No API key required. Clone the repo, start the fake agent, and run a scenario:

git clone https://github.com/RubenGlez/langdrift.git
cd langdrift
pnpm install
pnpm fake-agent

In another terminal:

node ./src/cli.ts run ./examples/scenarios/support-routing.yaml --target http://127.0.0.1:3011/api/agent

Testing your own agent? Install globally and point it at your endpoint:

npm install -g langdrift
langdrift run ./my-scenario.yaml --target http://localhost:3010/api/agent

The fake agent intentionally drops tool calls for Swahili (sw) and Chinese (zh), so the demo shows the core failure mode without using an API key:

Locale  Passed  Failure       Detail
en      1/1     -             create_refund_ticket
sw      0/1     no_tool_call  expected create_refund_ticket, got no tool calls
zh      0/1     no_tool_call  expected create_refund_ticket, got no tool calls

Result: failed, 2 of 12 locales failed

Why This Exists

AI localization is moving from translated strings to localized behavior. For an agent, a localized experience is only correct if the agent preserves intent, tool calls, structured output, and policy behavior across languages.

In the included benchmark, English often passed while equivalent prompts in Basque, Yoruba, Swahili, Chinese, Welsh, and Mongolian triggered missing tool calls, wrong tool arguments, or different tool-use behavior depending on the model. This is not a universal language ranking. It is a reproducible demonstration that agent behavior can drift across locales.

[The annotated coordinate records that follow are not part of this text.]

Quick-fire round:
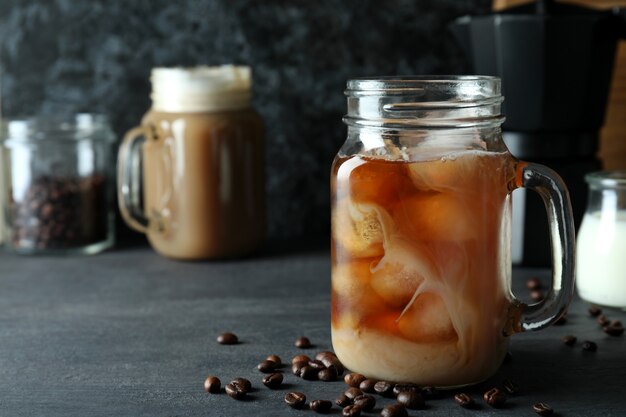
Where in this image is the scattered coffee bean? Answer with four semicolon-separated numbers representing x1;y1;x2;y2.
309;400;333;414
300;365;319;381
533;403;554;416
291;361;309;376
291;355;311;365
483;388;506;408
230;378;252;392
359;379;376;394
265;355;283;366
562;334;578;346
587;306;602;317
256;359;278;374
320;356;345;376
602;324;624;336
317;366;337;382
374;381;393;397
422;387;439;400
526;277;543;291
335;393;352;407
343;387;363;400
582;340;598;352
393;384;421;395
315;350;337;361
295;336;312;349
204;375;222;394
341;405;361;417
285;392;306;409
343;372;365;388
530;290;544;303
263;372;283;389
380;404;409;417
217;332;239;345
309;359;326;371
224;382;248;400
454;392;476;408
354;394;376;411
502;379;519;395
396;391;426;410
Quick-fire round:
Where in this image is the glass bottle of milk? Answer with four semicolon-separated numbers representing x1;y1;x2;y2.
576;171;626;309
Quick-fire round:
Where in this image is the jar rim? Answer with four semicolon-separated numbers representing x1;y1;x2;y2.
585;170;626;188
0;113;115;142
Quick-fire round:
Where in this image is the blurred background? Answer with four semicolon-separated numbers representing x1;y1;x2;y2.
0;0;626;247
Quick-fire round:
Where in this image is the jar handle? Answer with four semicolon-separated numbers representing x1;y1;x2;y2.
505;161;575;333
117;126;149;233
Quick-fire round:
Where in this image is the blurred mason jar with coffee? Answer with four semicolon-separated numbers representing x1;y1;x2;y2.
0;114;115;254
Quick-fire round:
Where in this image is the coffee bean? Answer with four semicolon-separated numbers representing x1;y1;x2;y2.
317;366;337;382
295;336;312;349
263;372;283;389
285;392;306;409
320;356;345;376
204;375;222;394
374;381;393;397
582;340;598;352
562;334;578;346
315;350;337;361
309;359;326;371
291;355;311;365
596;314;611;327
533;403;554;416
257;359;278;374
291;361;309;376
343;372;365;388
225;382;248;400
335;392;352;407
422;387;440;400
526;277;543;291
354;394;376;411
396;391;426;410
300;365;319;381
309;400;333;414
265;355;283;367
502;379;519;395
587;306;602;317
454;392;476;408
341;405;361;417
483;388;506;408
217;332;239;345
343;387;363;400
380;404;409;417
393;384;421;395
359;379;376;394
530;290;544;303
230;378;252;392
602;325;624;336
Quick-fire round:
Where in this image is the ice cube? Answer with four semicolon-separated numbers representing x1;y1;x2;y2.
371;236;438;307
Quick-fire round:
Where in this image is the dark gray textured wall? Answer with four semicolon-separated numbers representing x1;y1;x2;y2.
0;0;491;239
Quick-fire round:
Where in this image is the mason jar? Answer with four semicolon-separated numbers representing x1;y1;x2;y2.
0;114;115;254
576;171;626;309
331;76;574;387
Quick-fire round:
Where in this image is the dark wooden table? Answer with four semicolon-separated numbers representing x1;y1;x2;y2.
0;248;626;417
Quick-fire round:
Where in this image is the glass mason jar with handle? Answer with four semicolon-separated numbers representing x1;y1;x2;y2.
331;76;574;387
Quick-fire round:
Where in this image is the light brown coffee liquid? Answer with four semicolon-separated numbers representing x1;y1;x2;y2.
142;109;265;259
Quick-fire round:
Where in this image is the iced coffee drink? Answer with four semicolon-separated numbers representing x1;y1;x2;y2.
332;151;514;386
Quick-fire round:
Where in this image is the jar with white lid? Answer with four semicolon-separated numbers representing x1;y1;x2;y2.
118;65;265;259
576;171;626;309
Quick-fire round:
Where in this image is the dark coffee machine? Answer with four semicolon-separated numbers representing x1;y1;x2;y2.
450;1;626;266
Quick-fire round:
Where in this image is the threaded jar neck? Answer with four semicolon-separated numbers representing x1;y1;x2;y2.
343;75;504;129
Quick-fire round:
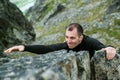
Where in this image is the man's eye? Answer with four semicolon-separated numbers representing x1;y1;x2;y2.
71;37;75;39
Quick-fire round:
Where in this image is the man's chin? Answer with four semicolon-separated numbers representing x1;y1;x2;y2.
69;46;74;49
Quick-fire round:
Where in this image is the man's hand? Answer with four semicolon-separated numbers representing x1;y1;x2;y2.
4;45;25;53
102;47;116;60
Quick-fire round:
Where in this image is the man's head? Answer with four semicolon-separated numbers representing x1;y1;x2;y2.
65;23;83;49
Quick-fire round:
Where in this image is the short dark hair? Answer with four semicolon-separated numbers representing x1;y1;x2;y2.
67;23;83;36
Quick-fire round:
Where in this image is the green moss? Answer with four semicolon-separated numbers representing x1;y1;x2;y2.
114;19;120;25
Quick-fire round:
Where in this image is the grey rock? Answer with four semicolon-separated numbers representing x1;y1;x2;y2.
0;0;35;52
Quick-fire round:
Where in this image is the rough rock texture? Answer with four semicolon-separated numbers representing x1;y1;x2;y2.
26;0;120;47
91;52;120;80
0;0;35;52
0;50;120;80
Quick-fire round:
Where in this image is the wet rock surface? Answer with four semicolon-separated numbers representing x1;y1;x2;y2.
0;50;120;80
0;0;35;52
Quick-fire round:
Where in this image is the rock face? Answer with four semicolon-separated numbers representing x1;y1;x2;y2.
0;0;35;52
0;50;120;80
26;0;120;47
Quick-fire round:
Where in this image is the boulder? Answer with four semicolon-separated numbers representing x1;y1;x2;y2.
0;50;120;80
0;0;35;52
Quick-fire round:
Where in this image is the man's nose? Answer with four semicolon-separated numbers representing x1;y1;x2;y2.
67;39;71;43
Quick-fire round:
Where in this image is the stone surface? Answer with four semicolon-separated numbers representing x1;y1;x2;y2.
0;50;120;80
0;0;35;52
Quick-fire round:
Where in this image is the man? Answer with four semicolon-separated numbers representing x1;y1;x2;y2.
4;23;116;60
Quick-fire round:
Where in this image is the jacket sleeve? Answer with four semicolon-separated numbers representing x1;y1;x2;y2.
24;43;67;54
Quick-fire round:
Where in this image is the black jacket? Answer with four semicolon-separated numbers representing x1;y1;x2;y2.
24;35;105;57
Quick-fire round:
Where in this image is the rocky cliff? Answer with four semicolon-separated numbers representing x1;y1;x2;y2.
0;0;35;52
0;50;120;80
26;0;120;47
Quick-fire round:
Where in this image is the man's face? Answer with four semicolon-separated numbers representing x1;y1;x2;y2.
65;28;83;49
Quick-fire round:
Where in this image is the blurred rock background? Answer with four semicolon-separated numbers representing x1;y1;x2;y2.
0;0;120;80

Read the full methodology, results, limitations, and supporting papers in RESEARCH.md.

What It Does

  • Runs YAML scenarios with per-locale user inputs.
  • Sends each locale to any HTTP agent target.
  • Checks tool calls, shallow arguments, forbidden tools, ordered tool-call sequences, and response language.
  • Reports pass/fail by locale with failure mode classification.
  • Emits terminal, JSON, or markdown reports.
  • Exits non-zero on failure, so it works in CI.
  • Supports repeated runs with --iterations N.
  • Supports directory-level scenario runs for locale x scenario matrices.
  • Provides lint and LLM-assisted translate commands for scenario maintenance.

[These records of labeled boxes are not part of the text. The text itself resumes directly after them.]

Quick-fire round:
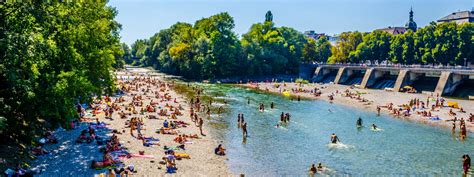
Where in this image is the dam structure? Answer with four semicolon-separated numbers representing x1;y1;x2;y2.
311;64;474;98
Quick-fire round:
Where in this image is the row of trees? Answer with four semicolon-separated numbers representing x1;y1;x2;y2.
123;12;330;79
127;12;474;79
328;22;474;65
0;1;124;144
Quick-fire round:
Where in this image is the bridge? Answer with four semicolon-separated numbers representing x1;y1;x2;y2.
310;64;474;96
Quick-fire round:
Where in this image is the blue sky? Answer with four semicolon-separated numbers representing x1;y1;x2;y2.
109;0;474;44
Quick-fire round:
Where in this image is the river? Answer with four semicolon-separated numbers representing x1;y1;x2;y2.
195;84;474;176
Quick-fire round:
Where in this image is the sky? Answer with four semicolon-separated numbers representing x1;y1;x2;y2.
109;0;474;45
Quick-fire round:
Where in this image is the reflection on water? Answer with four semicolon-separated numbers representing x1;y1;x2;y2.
202;84;474;176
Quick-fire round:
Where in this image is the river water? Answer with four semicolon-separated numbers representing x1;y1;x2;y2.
200;84;474;176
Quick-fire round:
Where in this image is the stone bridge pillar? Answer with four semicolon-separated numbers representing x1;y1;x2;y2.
360;68;374;88
334;67;346;84
393;69;408;92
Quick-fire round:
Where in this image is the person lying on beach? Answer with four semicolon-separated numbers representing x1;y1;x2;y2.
214;144;225;156
173;135;187;144
91;151;120;168
183;134;199;139
141;137;160;147
159;127;178;135
449;109;456;116
76;130;95;143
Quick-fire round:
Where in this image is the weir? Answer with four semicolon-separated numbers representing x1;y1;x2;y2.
312;65;474;98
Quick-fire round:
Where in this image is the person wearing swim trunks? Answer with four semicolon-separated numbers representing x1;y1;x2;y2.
317;162;323;171
356;117;362;127
309;163;317;174
331;133;340;144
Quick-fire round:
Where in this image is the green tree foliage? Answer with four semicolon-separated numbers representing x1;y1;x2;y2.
303;38;318;63
328;22;474;65
121;43;133;64
131;13;306;79
328;31;362;63
316;36;332;62
241;22;307;75
349;30;392;63
0;1;123;143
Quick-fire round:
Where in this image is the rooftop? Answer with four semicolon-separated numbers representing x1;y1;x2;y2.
438;11;474;22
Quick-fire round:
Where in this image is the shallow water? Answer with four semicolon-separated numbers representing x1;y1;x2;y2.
202;84;474;176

Failure modes include no_tool_call, wrong_tool, wrong_argument, missing_argument, forbidden_tool, wrong_sequence, and wrong_language.

Install

npm install -g langdrift

Requires Node >= 24. LangDrift runs TypeScript directly via Node's native type stripping, so there is no build step. Node 22.6+ also works if you pass --experimental-strip-types when invoking the CLI directly, but the global install expects Node 24.

Quick Start

Create a starter scenario:

langdrift init ./my-scenario.yaml --template support

Edit the generated YAML:

id: refund_request
agent: support

locales:
  en:
    input: "I was charged twice for my subscription. Can you refund one charge?"
    expect:
      toolCall:
        name: create_refund_ticket
        arguments:
          reason: duplicate_charge
      noToolCall:
        name: escalate_to_human

  fr:
    input: "J'ai été facturé deux fois. Pouvez-vous me rembourser un paiement?"
    expect:
      toolCall:
        name: create_refund_ticket
        arguments:
          reason: duplicate_charge
      responseLanguage: fr

Run it against your agent:

langdrift run ./my-scenario.yaml --target http://127.0.0.1:3010/api/agent

Emit JSON for tooling:

langdrift run ./my-scenario.yaml --target http://127.0.0.1:3010/api/agent --format json

Run a directory of scenarios:

langdrift run ./scenarios --target http://127.0.0.1:3010/api/agent --iterations 3 --format markdown

HTTP Target Contract

LangDrift makes a POST request to your agent for each locale.

Request:

{
  "locale": "fr",
  "input": "J'ai été facturé deux fois. Pouvez-vous me rembourser un paiement?",
  "scenarioId": "refund_request"
}

Response:

{
  "text": "Je peux vous aider avec ce remboursement.",
  "toolCalls": [
    {
      "name": "create_refund_ticket",
      "arguments": {
        "reason": "duplicate_charge"
      }
    }
  ],
  "structured": null
}

Response fields:

Field Type Description
text string Agent text reply. Missing defaults to "".
toolCalls array Tool calls made by the agent. Each item must have name; arguments is optional. Missing defaults to [].
structured any Optional structured output. Missing defaults to null.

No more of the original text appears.